Many economic historians, such as Robert Higgs, disagree with Summers on the substantive point about World War II being good for the economy. But Summers was absolutely right politically about the New Deal and about the fact that the war saved FDR's bacon.

President Obama desperately needs to make a similar change but, thank goodness, providence isn't offering any Pearl Harbors these days.

It's very hard to make a new first impression, particularly for presidents seeking another term. Of course, if things are going well, you don't need to reinvent yourself. Dwight Eisenhower stayed the same reassuring duffer-in-chief throughout the relatively tranquil 1950s.
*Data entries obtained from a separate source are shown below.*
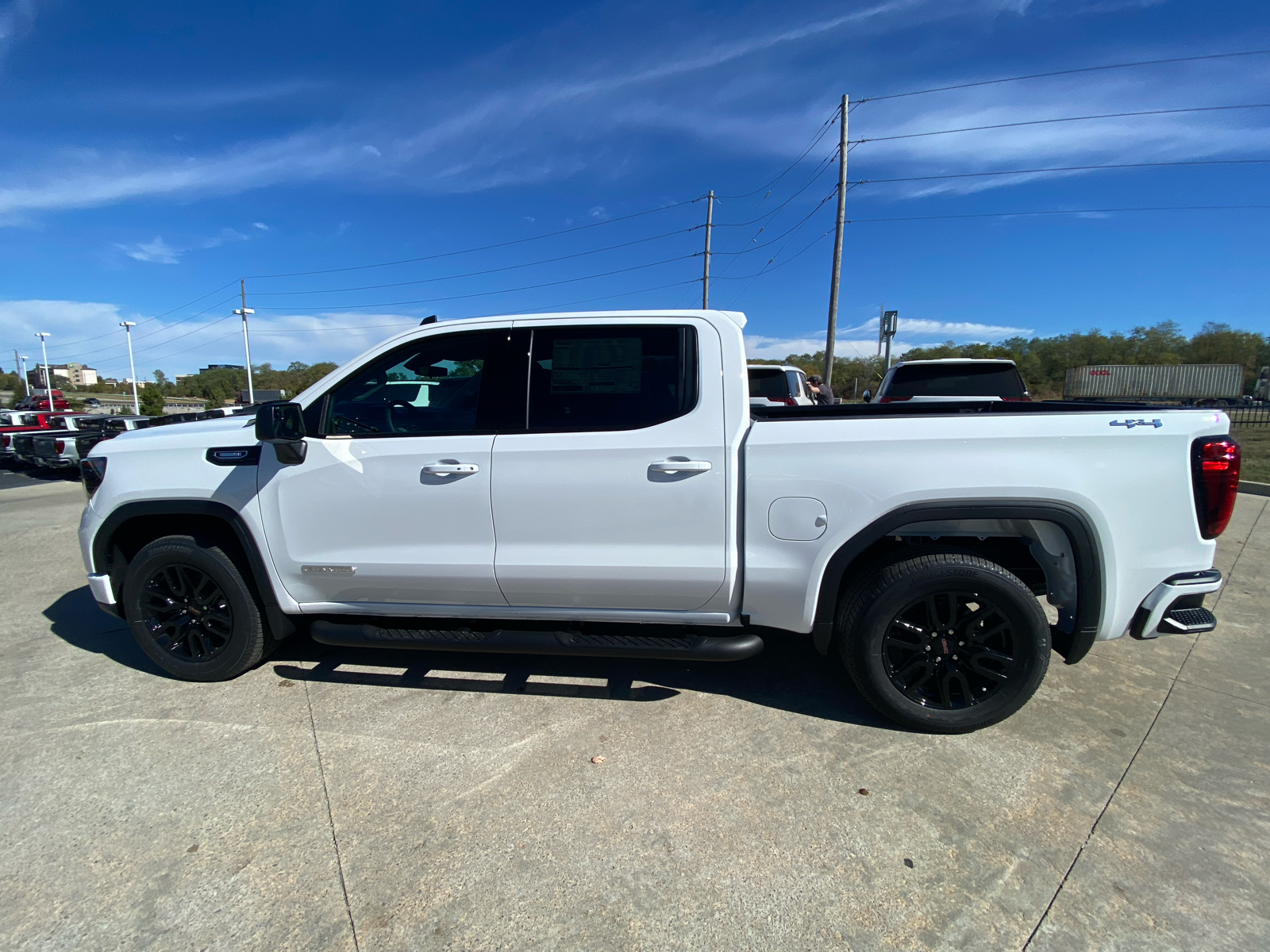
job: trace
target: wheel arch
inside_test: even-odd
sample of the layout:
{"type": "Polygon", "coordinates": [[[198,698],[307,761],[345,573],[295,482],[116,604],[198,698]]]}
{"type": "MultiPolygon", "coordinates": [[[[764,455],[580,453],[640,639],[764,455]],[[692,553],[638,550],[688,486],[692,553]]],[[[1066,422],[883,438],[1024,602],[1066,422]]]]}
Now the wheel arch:
{"type": "Polygon", "coordinates": [[[862,567],[874,545],[912,523],[983,519],[1035,520],[1053,523],[1063,531],[1076,562],[1076,611],[1071,632],[1052,626],[1053,645],[1067,664],[1076,664],[1085,658],[1097,637],[1105,600],[1097,533],[1090,518],[1076,506],[1019,499],[913,503],[890,510],[857,532],[829,557],[820,576],[812,627],[817,650],[828,654],[833,637],[833,616],[843,584],[852,578],[855,570],[862,567]]]}
{"type": "Polygon", "coordinates": [[[163,499],[124,503],[112,512],[93,537],[93,569],[110,576],[118,598],[123,574],[142,546],[164,536],[193,534],[221,545],[251,586],[276,638],[295,631],[282,612],[264,566],[260,548],[243,517],[210,499],[163,499]]]}

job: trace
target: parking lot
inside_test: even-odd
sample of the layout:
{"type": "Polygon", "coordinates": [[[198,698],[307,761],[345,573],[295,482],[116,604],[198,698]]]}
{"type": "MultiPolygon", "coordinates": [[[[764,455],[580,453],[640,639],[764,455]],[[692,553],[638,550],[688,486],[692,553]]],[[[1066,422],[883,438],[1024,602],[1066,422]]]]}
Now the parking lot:
{"type": "Polygon", "coordinates": [[[1055,656],[951,737],[776,633],[716,666],[300,637],[170,680],[89,595],[83,501],[0,489],[8,948],[1270,944],[1270,499],[1217,631],[1055,656]]]}

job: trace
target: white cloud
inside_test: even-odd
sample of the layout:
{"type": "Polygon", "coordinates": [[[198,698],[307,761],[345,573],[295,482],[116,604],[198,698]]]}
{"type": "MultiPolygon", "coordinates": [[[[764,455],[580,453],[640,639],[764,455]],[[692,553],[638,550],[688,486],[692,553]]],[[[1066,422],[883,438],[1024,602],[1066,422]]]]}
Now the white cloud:
{"type": "Polygon", "coordinates": [[[184,248],[173,248],[163,236],[156,235],[154,241],[140,241],[135,245],[116,245],[128,258],[138,261],[152,261],[154,264],[179,264],[180,255],[187,251],[184,248]]]}

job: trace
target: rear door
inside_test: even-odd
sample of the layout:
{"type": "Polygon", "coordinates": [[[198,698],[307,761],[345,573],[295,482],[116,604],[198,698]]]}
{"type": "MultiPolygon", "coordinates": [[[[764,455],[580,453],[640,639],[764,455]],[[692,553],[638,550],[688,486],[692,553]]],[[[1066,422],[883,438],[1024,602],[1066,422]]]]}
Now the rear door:
{"type": "Polygon", "coordinates": [[[693,319],[512,335],[526,402],[494,442],[495,575],[526,607],[692,611],[726,557],[721,344],[693,319]]]}

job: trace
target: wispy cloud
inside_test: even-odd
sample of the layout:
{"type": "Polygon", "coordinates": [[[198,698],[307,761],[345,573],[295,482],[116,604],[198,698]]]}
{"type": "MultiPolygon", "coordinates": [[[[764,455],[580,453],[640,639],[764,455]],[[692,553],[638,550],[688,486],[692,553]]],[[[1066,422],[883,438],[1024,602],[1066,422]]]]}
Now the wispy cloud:
{"type": "Polygon", "coordinates": [[[154,264],[180,264],[180,256],[188,249],[173,248],[163,240],[161,235],[155,235],[152,241],[138,241],[132,245],[116,245],[128,258],[138,261],[151,261],[154,264]]]}

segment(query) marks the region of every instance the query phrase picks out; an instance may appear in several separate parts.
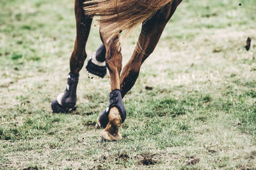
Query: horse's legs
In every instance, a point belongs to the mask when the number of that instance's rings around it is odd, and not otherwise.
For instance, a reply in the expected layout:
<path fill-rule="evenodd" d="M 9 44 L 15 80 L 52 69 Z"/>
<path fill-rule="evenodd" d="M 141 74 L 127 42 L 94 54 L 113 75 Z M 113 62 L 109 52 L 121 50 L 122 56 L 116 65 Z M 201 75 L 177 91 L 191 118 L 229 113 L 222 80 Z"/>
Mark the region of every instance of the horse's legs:
<path fill-rule="evenodd" d="M 52 102 L 51 106 L 54 112 L 65 112 L 73 109 L 76 105 L 79 72 L 83 68 L 86 58 L 85 45 L 92 21 L 92 18 L 84 15 L 83 9 L 83 0 L 75 1 L 77 35 L 70 59 L 70 72 L 68 74 L 65 91 Z"/>
<path fill-rule="evenodd" d="M 122 97 L 134 85 L 141 65 L 154 50 L 167 22 L 179 4 L 176 1 L 170 4 L 164 8 L 164 11 L 157 12 L 143 23 L 136 49 L 122 72 L 120 88 Z"/>
<path fill-rule="evenodd" d="M 103 26 L 100 26 L 102 27 Z M 120 92 L 120 74 L 122 70 L 122 56 L 119 34 L 108 40 L 104 33 L 100 32 L 100 37 L 106 47 L 106 63 L 109 70 L 111 81 L 109 105 L 97 119 L 97 124 L 105 128 L 102 137 L 109 141 L 118 140 L 122 138 L 118 127 L 124 121 L 126 111 L 122 102 Z"/>

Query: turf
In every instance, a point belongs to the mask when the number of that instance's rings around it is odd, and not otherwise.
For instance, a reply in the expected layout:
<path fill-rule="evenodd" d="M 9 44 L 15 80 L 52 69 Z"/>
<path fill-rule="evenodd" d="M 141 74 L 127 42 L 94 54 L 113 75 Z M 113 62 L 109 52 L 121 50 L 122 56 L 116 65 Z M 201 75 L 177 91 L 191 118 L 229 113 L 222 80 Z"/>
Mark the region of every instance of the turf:
<path fill-rule="evenodd" d="M 123 139 L 103 143 L 94 125 L 109 74 L 88 79 L 83 69 L 77 110 L 51 110 L 69 72 L 73 5 L 0 2 L 1 169 L 256 168 L 255 1 L 184 1 L 124 98 Z M 95 22 L 89 56 L 98 32 Z M 138 35 L 124 42 L 124 65 Z"/>

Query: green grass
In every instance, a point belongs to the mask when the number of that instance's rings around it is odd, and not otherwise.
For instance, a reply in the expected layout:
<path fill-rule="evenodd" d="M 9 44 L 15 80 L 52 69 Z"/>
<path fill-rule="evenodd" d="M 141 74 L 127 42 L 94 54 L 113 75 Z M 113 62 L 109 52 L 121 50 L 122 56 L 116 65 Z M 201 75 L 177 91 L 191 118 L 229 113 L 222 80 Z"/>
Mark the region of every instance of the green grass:
<path fill-rule="evenodd" d="M 94 125 L 108 74 L 91 79 L 82 70 L 77 110 L 51 110 L 69 72 L 73 3 L 0 3 L 0 169 L 256 168 L 255 1 L 184 1 L 124 98 L 123 139 L 103 143 Z M 124 63 L 138 34 L 124 44 Z"/>

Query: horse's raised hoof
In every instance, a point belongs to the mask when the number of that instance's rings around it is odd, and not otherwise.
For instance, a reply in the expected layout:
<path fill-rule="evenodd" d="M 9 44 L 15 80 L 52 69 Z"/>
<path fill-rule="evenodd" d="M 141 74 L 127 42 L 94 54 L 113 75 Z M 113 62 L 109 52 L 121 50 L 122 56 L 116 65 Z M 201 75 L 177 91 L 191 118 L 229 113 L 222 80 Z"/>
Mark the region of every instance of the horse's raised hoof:
<path fill-rule="evenodd" d="M 109 122 L 103 130 L 102 137 L 108 141 L 113 141 L 122 139 L 118 128 L 121 126 L 122 118 L 119 110 L 114 107 L 110 109 L 108 115 Z"/>
<path fill-rule="evenodd" d="M 64 93 L 60 94 L 51 103 L 52 112 L 65 113 L 76 110 L 76 88 L 78 79 L 78 74 L 69 73 L 66 89 Z"/>
<path fill-rule="evenodd" d="M 99 62 L 96 59 L 96 53 L 93 53 L 86 66 L 88 72 L 103 78 L 107 73 L 106 62 Z"/>

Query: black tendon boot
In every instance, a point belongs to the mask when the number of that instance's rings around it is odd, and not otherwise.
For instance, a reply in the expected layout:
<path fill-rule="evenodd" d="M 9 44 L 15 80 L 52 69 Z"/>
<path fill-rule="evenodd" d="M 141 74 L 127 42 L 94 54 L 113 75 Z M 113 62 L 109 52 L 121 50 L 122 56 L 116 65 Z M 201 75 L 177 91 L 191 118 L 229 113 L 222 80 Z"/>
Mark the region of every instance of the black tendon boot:
<path fill-rule="evenodd" d="M 52 112 L 67 112 L 75 110 L 79 76 L 78 73 L 69 73 L 66 89 L 52 102 Z"/>
<path fill-rule="evenodd" d="M 99 116 L 96 124 L 97 128 L 106 128 L 109 121 L 108 115 L 110 109 L 113 107 L 118 109 L 122 118 L 122 123 L 124 123 L 126 118 L 126 111 L 124 105 L 120 89 L 113 90 L 109 93 L 109 105 Z"/>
In 1972, Richard Nixon rode a (seemingly) good economy and foreign policy success to a landslide reelection victory -- 60 percent of the popular vote. Ronald Reagan stayed Reagan in 1984 amid a surging economy.

George W. Bush made a switch, from Mr. Compassionate Conservative to President Dead-or-Alive. But, like FDR with Pearl Harbor, his political task was the result of an unprovoked attack and the war(s) that followed.

A major strain of conventional wisdom in Washington these days is that Obama can win re-election by "tacking to the center." Bill Clinton, who famously "triangulated" his way into a second term, is the model. Theoretically, Obama can do the same thing by leveraging a "centrist" debt-limit deal against his base, winning back the independents and moderates who delivered his decisive victory in 2008.

The problem, as many have pointed out, is that Obama can't borrow the Clinton or Reagan playbooks because the economy is just too rotten. A rising economic tide gives presidents room to reinvent themselves. By the spring of 1995, the U.S. economy was averaging 200,000 new jobs per month.